D-20 Fully multi-timbral with a builtin sequencer. Clearly Rolands
attempt to get at the ESQ-1 market. It sounded good, I got the
impression that the builtin sequencer was not nearly as
sophisticated as the ESQ-1's. It looked like it was easy to use
but if the manual is a typical Roland manual (awful) it is hardly
a comfort to know that the sequencer would be easy to use if only
you had to some to learn how to use it. (More flaming about Roland
documentation later.)
Other Roland news.
A new version of the MC-500 has (or will be?) introduced. There will
be a hardware upgrade option for old units, but it's gonna cost you
a bundle, like $600. It basically replaces the motherboard. However
it's still cheaper than buying the new one outright. I wrote down
the "new" features figuring there were a few of you out there who
might be interested: 120K notes, 8 tracks up from 4, 2 MIDI outputs,
time shifting (by track, channel, event, etc), data thinning
(selective removal of pitch bend, modulation data), Rhythm track,
total time inquiry (how many minutes/secs do we have here?), improved
microscope mode, etc.
I stayed around late to talk to Chuck.

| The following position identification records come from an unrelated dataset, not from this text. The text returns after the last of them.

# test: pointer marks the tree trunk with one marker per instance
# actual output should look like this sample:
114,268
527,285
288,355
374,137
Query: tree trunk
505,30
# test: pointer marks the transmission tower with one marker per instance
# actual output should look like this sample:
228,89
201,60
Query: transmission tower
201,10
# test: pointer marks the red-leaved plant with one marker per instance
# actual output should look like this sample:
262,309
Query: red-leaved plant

I don't have time to type in
every thing we talked about, but I did complete my "mission" to
make a strong plea/case for better documentation.
I was not very encouraged by his response. Roland is in "pump out
those products" mode. According to him, customers would not want
to see less products traded for better documentation. He also
said that people often don't read the manuals, and ask him questions
that are answered in the manual. I pointed out to him, that this
may imply that they didn't understand the manual as easily as it
might imply that they didn't read it.
The bottom line is that he (made the mistake of) asking me if I
wanted good products or better documentation. The bottom line is
that I consider a good product to be both a piece of hardware
accompanied by a good manual. The manual is not "separate" from
the product. That's an unfortunate attitude.

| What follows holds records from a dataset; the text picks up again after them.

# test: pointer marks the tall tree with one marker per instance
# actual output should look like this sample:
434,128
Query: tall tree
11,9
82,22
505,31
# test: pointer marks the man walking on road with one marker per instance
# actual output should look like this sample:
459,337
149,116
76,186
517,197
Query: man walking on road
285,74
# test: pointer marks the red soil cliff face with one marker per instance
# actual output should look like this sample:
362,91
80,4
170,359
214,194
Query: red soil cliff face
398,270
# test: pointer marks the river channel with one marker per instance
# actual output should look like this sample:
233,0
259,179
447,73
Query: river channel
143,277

Well, he sorta confessed that he agreed with me but indicated that it
was very unlikely that things would change.
I told him, they'd have to. The average thickness of music equipment
manuals is increasing, and so is their importance with the advances
in technology. At some point, the gap between Roland's documentation
and their hardware is gonna be so large as to overshadow the quality
of the hardware.
I told him that the D-20 looked like a nice piece of equipment but that
if some non-technical musician comes up to me and asks "what should
I get, the D-20 or the ESQ-1?", I would immediately answer the ESQ-1.
This is solely on the basis of the manual. I do not believe most of
my non-Digital musical friends are interested in slogging thru the
Roland manual when they can breeze thru then Ensoniq manual. I think
most of them would get frustrated with the D-20 manual and not end
up enjoying this hobby in the way that I have come to.
I made it clear that it was not my intention to laud Ensoniq over
the Roland rep, but that I felt that it was an important point they'd
have to see.
The nice thing was that the people from Daddy's were listening to all
this nodding their heads after each sentence. Now as I said, I'm
sure Chuck agreed; my hope was that it would motivate him to bring it
all back as feedback.
Tidbits, Chuck said that Roland IS coming out with a keyboard that
transmits polyphonic after-touch in "a few months".